Questions to consider:

  • What alignment is required? (Usually 16 bytes on x86-64)
  • When should you use mmap vs. sbrk?
  • How do you handle realloc efficiently?
  • What about zero-size allocations?

Learning milestones:

  1. First-fit allocator passes basic tests → You understand heap management
  2. Coalescing works correctly → You understand fragmentation prevention
  3. Segregated lists outperform first-fit → You understand data structure trade-offs
  4. Thread-safe version works → You understand concurrent data structures

Project 6: Parallel Matrix Operations with Cilk

  • File: LEARN_PERFORMANCE_ENGINEERING.md
  • Main Programming Language: C (with Cilk/OpenCilk extensions)
  • Alternative Programming Languages: C++ (with TBB), Rust (with Rayon)
  • Coolness Level: Level 4: Hardcore Tech Flex
  • Business Potential: 1. The “Resume Gold”
  • Difficulty: Level 3: Advanced
  • Knowledge Area: Parallel Programming / Work-Stealing / Fork-Join
  • Software or Tool: OpenCilk, Intel TBB, or Rayon
  • Main Book: “Introduction to Algorithms” by CLRS (Chapter 27: Multithreaded Algorithms)

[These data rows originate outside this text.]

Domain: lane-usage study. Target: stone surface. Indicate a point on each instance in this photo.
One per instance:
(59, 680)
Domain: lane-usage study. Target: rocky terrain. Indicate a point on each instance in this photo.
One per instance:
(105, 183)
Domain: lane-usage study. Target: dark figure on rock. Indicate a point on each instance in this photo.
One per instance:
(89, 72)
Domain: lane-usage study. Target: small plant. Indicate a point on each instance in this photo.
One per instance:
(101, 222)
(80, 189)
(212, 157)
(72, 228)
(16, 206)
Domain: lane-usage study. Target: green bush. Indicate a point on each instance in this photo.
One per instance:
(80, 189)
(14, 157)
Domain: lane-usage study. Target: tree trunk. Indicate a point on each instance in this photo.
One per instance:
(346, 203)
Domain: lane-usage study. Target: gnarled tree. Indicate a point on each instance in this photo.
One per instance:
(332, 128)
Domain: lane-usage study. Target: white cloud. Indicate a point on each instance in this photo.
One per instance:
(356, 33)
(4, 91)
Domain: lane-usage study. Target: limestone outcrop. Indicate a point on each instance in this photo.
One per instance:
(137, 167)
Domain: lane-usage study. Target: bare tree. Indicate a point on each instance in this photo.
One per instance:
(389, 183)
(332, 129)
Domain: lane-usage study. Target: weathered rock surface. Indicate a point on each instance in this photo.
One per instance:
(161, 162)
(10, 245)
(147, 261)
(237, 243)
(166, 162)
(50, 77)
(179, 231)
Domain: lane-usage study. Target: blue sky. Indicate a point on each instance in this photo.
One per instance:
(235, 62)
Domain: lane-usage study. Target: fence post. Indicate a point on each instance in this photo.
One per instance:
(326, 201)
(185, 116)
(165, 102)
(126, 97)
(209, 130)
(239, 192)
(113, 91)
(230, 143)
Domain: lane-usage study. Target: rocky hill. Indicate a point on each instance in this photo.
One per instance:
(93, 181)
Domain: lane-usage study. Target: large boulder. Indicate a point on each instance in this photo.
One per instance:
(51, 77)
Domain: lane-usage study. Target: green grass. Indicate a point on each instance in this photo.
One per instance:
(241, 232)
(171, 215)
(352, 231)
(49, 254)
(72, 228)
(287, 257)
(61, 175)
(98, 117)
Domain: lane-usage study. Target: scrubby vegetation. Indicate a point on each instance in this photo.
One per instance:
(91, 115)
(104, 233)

What you’ll build: A parallel linear algebra library implementing matrix multiplication, transpose, and LU decomposition using fork-join parallelism—with work-span analysis demonstrating theoretical speedup and benchmarks showing actual speedup across core counts.

Why it teaches performance engineering: Parallelism is the only way to exploit modern CPUs, but naive parallelism often makes things worse (overhead, false sharing, poor cache usage). This project teaches you to analyze parallel algorithms (work-span), use structured parallelism (fork-join), and understand why practical speedup differs from theoretical speedup.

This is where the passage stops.